The SOPs come as Delhi has seen an increase in landfill fires -- three major fires at Ghazipur landfill and one at Bhalswa landfill over the last two months -- amid heatwave conditions in the city. The EDMC controls the Ghazipur landfill.
“Landfill fires cause huge air pollution and long-term health impact. Fire incidents are observed more frequently during April-June and October post monsoon. In order to minimise such incidents, the new SOP is being issued for strict compliance,” said the order issued by EDMC engineer-in-chief on May 10.
The regulations state that the entry of any unauthorised person shall be completely banned and only machine operators, drivers, transporters and personnel of contractors undertaking biomining will be allowed to enter, and any instances of trespassing will be reported to police.

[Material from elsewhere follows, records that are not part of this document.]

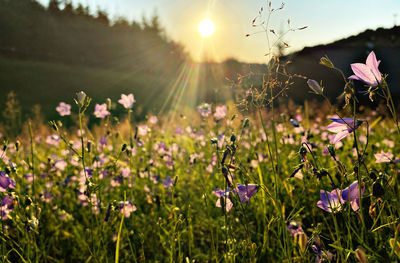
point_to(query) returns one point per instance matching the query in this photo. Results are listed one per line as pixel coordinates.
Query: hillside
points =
(354, 49)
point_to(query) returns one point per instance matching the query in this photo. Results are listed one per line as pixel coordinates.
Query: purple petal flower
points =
(7, 202)
(100, 111)
(103, 140)
(64, 109)
(204, 109)
(369, 72)
(245, 192)
(351, 194)
(127, 101)
(342, 128)
(295, 228)
(220, 112)
(330, 201)
(168, 182)
(221, 194)
(129, 208)
(4, 182)
(383, 157)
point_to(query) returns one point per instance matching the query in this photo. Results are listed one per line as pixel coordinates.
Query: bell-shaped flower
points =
(352, 194)
(342, 128)
(100, 111)
(127, 101)
(245, 192)
(368, 72)
(330, 201)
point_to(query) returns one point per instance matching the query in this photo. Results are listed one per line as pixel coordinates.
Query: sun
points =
(206, 27)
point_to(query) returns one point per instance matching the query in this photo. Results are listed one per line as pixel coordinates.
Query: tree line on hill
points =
(68, 34)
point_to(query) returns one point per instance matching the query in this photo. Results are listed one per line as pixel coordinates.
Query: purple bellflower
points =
(6, 182)
(330, 201)
(352, 194)
(342, 127)
(168, 182)
(245, 192)
(100, 111)
(368, 72)
(127, 101)
(64, 109)
(221, 194)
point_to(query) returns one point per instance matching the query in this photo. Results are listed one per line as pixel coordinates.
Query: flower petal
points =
(373, 64)
(364, 73)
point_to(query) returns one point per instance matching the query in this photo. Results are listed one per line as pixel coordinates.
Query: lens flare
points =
(206, 27)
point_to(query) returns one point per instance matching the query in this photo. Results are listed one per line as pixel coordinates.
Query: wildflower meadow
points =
(246, 180)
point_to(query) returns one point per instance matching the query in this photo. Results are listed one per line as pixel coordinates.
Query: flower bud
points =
(377, 189)
(246, 123)
(233, 137)
(314, 86)
(81, 98)
(361, 256)
(331, 150)
(325, 61)
(17, 145)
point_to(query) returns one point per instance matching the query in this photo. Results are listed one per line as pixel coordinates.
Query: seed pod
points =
(17, 145)
(123, 147)
(331, 150)
(372, 175)
(361, 256)
(377, 190)
(233, 137)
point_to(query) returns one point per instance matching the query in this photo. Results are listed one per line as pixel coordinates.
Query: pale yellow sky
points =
(327, 21)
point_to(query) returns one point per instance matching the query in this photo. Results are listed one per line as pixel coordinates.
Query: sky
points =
(326, 21)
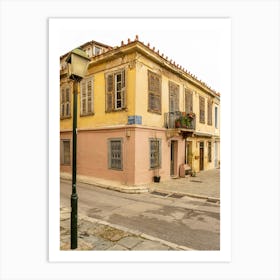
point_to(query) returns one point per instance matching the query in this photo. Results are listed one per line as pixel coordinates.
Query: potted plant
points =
(185, 122)
(177, 123)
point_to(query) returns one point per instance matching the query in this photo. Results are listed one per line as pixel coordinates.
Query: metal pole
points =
(74, 196)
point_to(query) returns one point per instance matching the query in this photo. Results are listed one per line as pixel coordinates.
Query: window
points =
(201, 109)
(209, 112)
(88, 51)
(155, 153)
(97, 50)
(115, 154)
(65, 152)
(216, 117)
(173, 97)
(65, 102)
(188, 101)
(209, 152)
(87, 97)
(115, 91)
(154, 93)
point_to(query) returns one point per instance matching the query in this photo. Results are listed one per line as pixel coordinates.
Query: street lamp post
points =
(77, 66)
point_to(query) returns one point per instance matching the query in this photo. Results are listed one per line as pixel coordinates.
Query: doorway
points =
(201, 156)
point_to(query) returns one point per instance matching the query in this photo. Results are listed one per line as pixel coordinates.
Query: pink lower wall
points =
(92, 154)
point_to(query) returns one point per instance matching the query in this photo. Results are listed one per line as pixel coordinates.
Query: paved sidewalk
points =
(95, 234)
(205, 185)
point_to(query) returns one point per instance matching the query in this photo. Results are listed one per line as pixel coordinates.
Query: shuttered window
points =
(201, 109)
(216, 117)
(209, 152)
(115, 154)
(87, 97)
(154, 93)
(65, 102)
(209, 112)
(155, 153)
(188, 101)
(173, 97)
(115, 91)
(65, 156)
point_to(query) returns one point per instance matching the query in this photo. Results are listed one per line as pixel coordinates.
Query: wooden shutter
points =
(123, 91)
(83, 98)
(188, 101)
(89, 96)
(154, 92)
(209, 112)
(62, 100)
(201, 109)
(67, 102)
(173, 97)
(109, 92)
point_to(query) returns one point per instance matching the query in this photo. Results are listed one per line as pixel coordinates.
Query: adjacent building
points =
(140, 115)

The ban on entry of outsiders will also impact the business of waste pickers who segregate and recycle waste, with the regulations calling for increased vigilance during the vulnerable months when methane generation from decomposing organic waste increases, thereby causing frequent fires.
Jai Prakash Chaudhary, secretary of Safai Sena, an organisation of 12,000 waste collectors, said that the civic body should first develop material recovery centres near landfill sites and dhalaos where waste can be segregated. “Waste pickers do not cause fires. We do the work for improving the environment of the city by increasing recycling. MCD can develop material recovery centres where waste pickers can help them in waste segregation while also feeding their families. No one willingly wants to go on top of a landfill,” he added.
A senior municipal official said that entry of wastepickers in the landfill was already banned under the previous arrangement and that the latest SOPs only plans to strictly enforce the rule.
Spread over an area of 70 acres near Delhi-UP border, the Ghazipur landfill is one of the biggest landfills in the country, holding over eight million tonnes of accumulated legacy waste. It has witnessed four major fire incidents in this year.
The new norms also mandate the deployment of water sprinklers on the garbage mound to ensure the moisture content in dry waste is maintained at 5-25%. A reserve of construction and demolition waste will also be developed near vulnerable points for helping in fire fighting operations.
A senior municipal official from the department of environment management services (DEMS) said that an inventory of fire extinguishers, emergency lights, hose pipes and jetting machine is also being made available in Ghazipur. “We have already deployed 21 CCTV cameras and more are being added for monitoring the landfill,” the official said.
The civic body also plans to install public announcement system, siren system and improve the lighting arrangement along its periphery, state the regulations, a copy of HT has been.
Atin Biswas, a waste management expert and programme director of municipal solid waste sector in Centre for Science and Environment, said that segregation of waste should be non-negotiable for a long-term solution to the landfill crisis. “For the time being, the corporations need to carry out compaction of waste to remove air pockets and ensure inert soil layers are formed on daily basis to prevent landfill fires. The fires are not being caused due to 10-20-year-old waste. It is due to fresh waste being dumped.” he added.